Further statistical analysis will help validate these preliminary findings (potential linear / logistic / multinomial regression). The small sample size for the second stage survey is an issue to prove that the Security Quotient model is both valid and repeatable. A larger survey dataset is necessary to validate the concept and two large employers have now provided a further pool of responses to analyse. A larger dataset (1000+) could allow nationality to be assessed for evaluation of Hofstede cultural ‘Individualism’ also being a protective/risk factor.

The full report to InternetNZ was published in May 2019 as part of the funding proposal; analysis of third stage surveying of 700 participants from two major NZ employers is now underway to validate the Security Quotient model.

Next steps

If the Security Quotient model can be fully validated through final analysis of the third stage survey responses and found to be repeatable there is the possibility that the approach could be used to target cybercrime prevention and intervention efforts to the subset of individuals at the greatest risk of victimisation.

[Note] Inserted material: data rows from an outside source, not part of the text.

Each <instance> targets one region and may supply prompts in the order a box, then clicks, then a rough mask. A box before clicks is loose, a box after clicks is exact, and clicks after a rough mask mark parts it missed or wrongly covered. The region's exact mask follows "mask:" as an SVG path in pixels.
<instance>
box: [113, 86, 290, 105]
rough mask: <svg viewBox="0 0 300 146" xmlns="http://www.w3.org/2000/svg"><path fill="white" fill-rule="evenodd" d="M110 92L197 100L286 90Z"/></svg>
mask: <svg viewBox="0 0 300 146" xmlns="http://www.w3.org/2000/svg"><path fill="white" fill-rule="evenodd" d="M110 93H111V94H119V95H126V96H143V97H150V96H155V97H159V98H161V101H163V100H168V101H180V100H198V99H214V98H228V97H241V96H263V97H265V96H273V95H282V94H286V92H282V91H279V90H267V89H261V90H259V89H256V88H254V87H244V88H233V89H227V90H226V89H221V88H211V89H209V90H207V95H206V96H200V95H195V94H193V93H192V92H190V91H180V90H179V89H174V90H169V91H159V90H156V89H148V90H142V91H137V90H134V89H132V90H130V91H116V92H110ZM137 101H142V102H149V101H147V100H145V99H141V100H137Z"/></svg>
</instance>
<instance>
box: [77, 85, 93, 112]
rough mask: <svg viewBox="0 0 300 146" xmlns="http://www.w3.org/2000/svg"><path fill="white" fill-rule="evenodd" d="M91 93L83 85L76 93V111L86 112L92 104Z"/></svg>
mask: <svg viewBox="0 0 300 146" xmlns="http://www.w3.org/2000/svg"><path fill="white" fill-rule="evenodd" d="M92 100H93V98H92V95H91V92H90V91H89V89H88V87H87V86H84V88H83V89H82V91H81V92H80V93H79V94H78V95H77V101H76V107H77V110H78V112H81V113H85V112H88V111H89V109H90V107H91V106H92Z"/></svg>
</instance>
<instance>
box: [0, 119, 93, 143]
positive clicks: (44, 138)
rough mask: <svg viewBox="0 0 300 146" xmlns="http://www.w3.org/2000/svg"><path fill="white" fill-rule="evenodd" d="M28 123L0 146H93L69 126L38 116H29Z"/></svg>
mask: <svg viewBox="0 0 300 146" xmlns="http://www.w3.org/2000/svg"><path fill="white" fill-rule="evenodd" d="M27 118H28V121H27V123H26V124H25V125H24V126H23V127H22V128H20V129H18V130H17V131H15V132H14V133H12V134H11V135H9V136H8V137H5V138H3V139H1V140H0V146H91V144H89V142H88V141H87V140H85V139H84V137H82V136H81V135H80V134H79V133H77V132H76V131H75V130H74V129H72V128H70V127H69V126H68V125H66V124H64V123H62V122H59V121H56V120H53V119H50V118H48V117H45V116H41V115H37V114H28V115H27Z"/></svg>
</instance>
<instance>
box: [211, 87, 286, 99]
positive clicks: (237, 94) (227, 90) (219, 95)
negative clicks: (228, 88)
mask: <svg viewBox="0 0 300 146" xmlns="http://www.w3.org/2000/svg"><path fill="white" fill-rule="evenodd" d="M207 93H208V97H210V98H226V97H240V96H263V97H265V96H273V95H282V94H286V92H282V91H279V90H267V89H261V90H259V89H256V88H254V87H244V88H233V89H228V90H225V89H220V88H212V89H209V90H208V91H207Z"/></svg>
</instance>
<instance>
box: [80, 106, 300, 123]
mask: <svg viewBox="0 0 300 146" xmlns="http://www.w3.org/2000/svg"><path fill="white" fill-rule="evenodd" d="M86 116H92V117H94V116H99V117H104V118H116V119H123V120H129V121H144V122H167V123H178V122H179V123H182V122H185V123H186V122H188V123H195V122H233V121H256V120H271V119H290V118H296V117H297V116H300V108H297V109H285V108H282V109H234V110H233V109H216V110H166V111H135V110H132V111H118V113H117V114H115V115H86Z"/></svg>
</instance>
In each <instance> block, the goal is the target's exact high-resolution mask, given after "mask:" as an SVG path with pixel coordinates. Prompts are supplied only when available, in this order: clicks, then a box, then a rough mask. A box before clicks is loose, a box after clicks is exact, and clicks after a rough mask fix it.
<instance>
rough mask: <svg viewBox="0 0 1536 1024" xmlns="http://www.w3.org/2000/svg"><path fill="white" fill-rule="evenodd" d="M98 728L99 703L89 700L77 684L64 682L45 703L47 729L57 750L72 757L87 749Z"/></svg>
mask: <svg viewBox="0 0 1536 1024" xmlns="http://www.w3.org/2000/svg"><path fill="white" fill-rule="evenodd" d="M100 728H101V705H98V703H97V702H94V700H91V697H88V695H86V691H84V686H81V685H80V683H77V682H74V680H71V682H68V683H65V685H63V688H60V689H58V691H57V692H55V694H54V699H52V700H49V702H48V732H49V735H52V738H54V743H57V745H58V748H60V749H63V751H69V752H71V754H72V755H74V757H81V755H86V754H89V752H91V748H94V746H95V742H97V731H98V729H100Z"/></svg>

Learnings from other risk based modelling approaches can also be used in future work to benefit from research efforts developed predominantly for commercial underwriting gains in the US personal, life and auto insurance markets and known links to other behavioural risks such as financial lending.

The advanced US lending and insurance markets have increasingly targeted indicative aspects of psychometric/behavioural relationships with claims histories and credit scores. Recent research has shown that both outcomes are influenced by sensation seeking/self control theories that match other OCEAN personality traits that can be measured using the CFC-F and DOSPERT-R scales.

Psycho-social (personality) and biochemical (biological and inheritable trait) links have increasingly been shown to predict risk-taking behaviour in one realm also maps to risk-taking behaviour in others. In our increasingly data-rich environments, insurers in the US are looking to leverage such data to evolve the insurance marketplace as predictors of loss propensity.